# Squats in Eugene?



## Elijah (Jul 28, 2010)

I'm going to be in Eugene, OR within the next two weeks and am wondering about any well known squats already in operation, seems like Eugene would have to have something like that. Last time I was there I just slept with under the bridge that connects the park to the back of the mall with a bunch of old drunken hippies.

I should have stayed and tried to get an apartment but instead I took a bus to San Francisco and mistakingly ended up in the tenderloin where I watched some guy get blown away on Turk and Levenworth. So anyway, trying to get back to Oregon where people are kind and familiar. Any help out there?


----------



## macks (Jul 28, 2010)

There are no functional/established squats in Eugene to my knowledge. There's plenty of good places to sleep outside though!


----------



## Elijah (Aug 1, 2010)

Yeh actually I am very familiar with the Whiteaker neighboorhood it was my favorite area of town, and I've spend a month or two sleeping on the hill over Pearl ave. The issue this time is that I am actually going to have enough money to attempt paying for an apartment, but it may take a few weeks time and I am trying to avoide roughing it like I did all summmer. 

So i guess I'm trying to figure out if there is anywhere around town that is not outside exposed to the elements, but that I could use as a crash spot til I get my shit together. Floor space anyone for $50 a week?? Semi-collectivized squat? etc...

304 639 1004

p.s. - will be looking to kick it with some cool folks when I get into town, if anyone feels like hanging with another travelor for the nihgt I'm always up for wine, weed, women, and psychedelics.


----------



## Russ T (Sep 3, 2010)

Chek out the Lorax.


----------



## menu (Sep 3, 2010)

I just slept over across from the subway by thomas jefferson park. its like north of the subway. hidden ish but the cops sometimes roll. last year we had like 10 kids staying there. but I usually stay out by santa clara and the spot to get out. better money out there too. business loop is a good spot if you get there before the homebums


----------



## macks (Sep 3, 2010)

I would say no to Jefferson park, it's got lots of homebums and heroin. The two H's of Eugene. 

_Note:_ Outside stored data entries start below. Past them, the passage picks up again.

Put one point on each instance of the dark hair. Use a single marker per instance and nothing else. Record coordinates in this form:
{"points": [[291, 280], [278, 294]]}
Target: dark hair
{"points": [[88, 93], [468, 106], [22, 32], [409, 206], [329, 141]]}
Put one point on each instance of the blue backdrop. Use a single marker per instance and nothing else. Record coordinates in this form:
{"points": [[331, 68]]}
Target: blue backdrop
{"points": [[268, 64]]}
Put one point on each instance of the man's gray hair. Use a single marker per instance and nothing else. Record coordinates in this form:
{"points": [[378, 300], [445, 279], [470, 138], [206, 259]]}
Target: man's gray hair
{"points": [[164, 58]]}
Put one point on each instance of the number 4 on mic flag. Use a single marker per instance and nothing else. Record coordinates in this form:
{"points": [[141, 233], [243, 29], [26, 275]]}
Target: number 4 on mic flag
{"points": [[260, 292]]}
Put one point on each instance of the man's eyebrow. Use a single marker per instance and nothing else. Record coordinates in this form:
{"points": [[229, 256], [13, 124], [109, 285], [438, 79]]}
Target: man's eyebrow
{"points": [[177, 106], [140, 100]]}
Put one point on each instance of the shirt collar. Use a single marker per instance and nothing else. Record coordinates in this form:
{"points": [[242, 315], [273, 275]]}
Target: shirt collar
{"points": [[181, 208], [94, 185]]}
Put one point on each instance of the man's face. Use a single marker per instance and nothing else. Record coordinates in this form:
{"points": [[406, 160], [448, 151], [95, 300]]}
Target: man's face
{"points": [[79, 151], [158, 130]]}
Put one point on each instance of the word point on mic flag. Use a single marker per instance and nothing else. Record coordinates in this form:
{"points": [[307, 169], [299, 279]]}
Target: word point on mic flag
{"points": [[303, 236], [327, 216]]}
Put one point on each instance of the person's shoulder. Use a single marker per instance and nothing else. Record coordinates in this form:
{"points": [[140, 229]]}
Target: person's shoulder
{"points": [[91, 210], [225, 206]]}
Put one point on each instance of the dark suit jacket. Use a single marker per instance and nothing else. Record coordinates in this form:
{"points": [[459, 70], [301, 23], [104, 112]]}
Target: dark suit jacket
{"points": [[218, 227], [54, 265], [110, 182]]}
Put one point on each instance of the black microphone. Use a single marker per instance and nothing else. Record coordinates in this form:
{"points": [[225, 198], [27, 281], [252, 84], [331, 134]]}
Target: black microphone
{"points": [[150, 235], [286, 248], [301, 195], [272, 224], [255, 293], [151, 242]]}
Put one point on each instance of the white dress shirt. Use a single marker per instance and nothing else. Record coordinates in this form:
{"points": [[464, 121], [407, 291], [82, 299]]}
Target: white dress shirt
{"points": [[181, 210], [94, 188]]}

Also Russ T maybe should keep that info to PM or something as it is not really a squat and may not be good for all of the internets to show up looking for a place to crash. Lots of scumfucks come through Eugene..


----------



## menu (Sep 3, 2010)

its not really in TJ park. its by an on ramp. its really out of the way. people call it the pit


----------



## macks (Sep 3, 2010)

Under the 105 ramp with all the railkid tags on the big circular post?


----------



## menu (Sep 3, 2010)

nah. bum piss is there. its before that. on the east side its not covered or anything.


----------